Meet the (Mormon Misfit Magazine) Editors: David


I’m a Mormon.

Or for the insufferable sticklers out there, I am a member of The Church of Jesus Christ of Latter-day Saints.  Don’t get me wrong, I love my Savior dearly, but the title of His church is quite the mouthful.  Personally, I don’t mind the nickname, Mormon, like some do.  It’s easier to say and the prophet Mormon was a pretty incredible dude that I have no problem associating myself with.  He may feel otherwise.

Growing up in congregations in Sacramento, CA., I looked around and realized that, though my hometown is considered one of the most diverse cities in the world, there were a lot of people that looked alike to my young eyes.  My family looked different.  Now, before I move on, I want to make sure that everyone reading this knows that I never once, to my knowledge, encountered any kind of prejudice or racism from my wards, but in my own mind, I didn’t always feel like I belonged.

I am half Samoan and half whatever the politically correct version of “white” is nowadays.  My parents were divorced before I was born so my knowledge of my Samoan culture or heritage was limited.  I looked different than most, okay, all of the kids in my ward.  There was a Samoan branch in our Stake, but my lack of knowledge about that culture made me feel unwelcome to fellowship with any of the kids that happened to look more like me.

Not only did I feel like an outsider by the way I looked, but even more so, in the way I felt and in how I saw the world.
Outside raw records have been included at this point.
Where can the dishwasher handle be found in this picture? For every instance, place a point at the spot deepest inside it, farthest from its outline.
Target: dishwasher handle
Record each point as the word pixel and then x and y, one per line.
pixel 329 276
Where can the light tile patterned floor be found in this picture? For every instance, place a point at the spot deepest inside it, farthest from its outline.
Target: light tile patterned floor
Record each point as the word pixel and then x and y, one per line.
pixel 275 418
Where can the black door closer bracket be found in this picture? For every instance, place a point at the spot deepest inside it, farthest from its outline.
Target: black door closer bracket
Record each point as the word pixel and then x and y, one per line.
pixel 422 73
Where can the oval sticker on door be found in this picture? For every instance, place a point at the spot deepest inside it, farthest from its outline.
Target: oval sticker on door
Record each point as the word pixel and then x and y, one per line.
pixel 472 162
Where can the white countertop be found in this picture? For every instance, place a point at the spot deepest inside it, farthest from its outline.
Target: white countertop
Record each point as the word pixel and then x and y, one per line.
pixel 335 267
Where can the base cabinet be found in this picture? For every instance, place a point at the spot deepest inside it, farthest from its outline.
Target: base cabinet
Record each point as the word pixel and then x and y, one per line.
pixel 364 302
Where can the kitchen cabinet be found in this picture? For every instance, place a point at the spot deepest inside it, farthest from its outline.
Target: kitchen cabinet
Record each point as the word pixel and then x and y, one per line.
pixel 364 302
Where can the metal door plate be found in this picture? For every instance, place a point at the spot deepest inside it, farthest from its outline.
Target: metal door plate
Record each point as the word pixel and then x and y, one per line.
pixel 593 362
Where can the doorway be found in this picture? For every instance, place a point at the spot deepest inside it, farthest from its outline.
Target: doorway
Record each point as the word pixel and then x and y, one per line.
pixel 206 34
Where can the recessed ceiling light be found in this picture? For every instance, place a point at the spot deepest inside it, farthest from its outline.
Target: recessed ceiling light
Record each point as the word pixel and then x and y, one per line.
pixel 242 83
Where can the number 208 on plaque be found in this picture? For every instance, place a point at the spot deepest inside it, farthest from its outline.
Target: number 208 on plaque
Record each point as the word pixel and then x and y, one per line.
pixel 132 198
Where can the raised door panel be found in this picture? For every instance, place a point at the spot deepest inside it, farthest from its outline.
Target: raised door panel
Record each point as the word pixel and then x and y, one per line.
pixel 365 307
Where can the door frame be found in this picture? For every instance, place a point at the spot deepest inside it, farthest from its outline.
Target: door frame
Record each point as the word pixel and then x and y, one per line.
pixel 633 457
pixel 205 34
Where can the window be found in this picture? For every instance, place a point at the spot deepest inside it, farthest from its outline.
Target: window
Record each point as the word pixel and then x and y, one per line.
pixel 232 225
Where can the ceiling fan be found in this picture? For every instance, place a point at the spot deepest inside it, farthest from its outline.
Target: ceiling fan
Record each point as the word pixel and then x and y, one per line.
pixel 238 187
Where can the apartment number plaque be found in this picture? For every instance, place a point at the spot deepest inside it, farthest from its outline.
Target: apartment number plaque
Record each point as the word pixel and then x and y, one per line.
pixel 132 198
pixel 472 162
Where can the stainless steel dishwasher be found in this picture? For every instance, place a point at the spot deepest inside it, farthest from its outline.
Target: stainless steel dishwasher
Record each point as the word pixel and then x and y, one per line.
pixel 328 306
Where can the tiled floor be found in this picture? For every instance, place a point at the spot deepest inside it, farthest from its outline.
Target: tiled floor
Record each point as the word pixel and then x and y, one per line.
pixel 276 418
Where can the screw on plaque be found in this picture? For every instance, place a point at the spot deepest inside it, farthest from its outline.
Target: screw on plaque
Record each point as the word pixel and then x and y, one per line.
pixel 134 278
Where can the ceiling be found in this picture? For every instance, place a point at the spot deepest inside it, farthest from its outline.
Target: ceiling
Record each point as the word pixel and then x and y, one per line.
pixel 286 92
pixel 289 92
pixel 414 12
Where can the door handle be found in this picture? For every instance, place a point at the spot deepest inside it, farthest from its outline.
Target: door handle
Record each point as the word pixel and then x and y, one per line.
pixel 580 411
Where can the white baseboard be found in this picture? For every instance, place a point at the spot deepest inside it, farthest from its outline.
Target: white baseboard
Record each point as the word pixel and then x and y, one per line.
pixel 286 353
I looked at the families around me, and some of my leaders, and saw perfection.  I saw the epitome of what I thought a good Mormon should look like.  It wasn’t me.  I was a Mormon Misfit.

What I’ve come to learn and understand through life experience is that almost everyone we encounter in the church feels this way.  As I’ve served in callings alongside many of those that I had assumed were the “perfect” Mormons, I found that they too had doubts, insecurities, and challenges.  They experienced moments when they felt like frauds for being Lamans or Lemuels sitting in, what they also assumed to be, a congregation of Nephis.

The gospel is the great equalizer.  It forces us to step outside of our comfort zones and serve and love those that we may not have otherwise chosen to even interact with.  It’s not easy and it doesn’t come naturally, but I am grateful for an organization that has put me in circumstances that have helped refine my guarded soul.

We are all Mormon Misfits.  We have different backgrounds and different cultures but the same hurt and the same joy.  We have the same faith, which has the power to gather a bunch of weirdo’s together into a collision of beautiful chaos.  Sometimes we fail.  Sometimes we offend.  But oftentimes we soar and do a whole lot of good.

So a call to arms to all Mormon Misfits:

Continue to believe, and go and light the dark.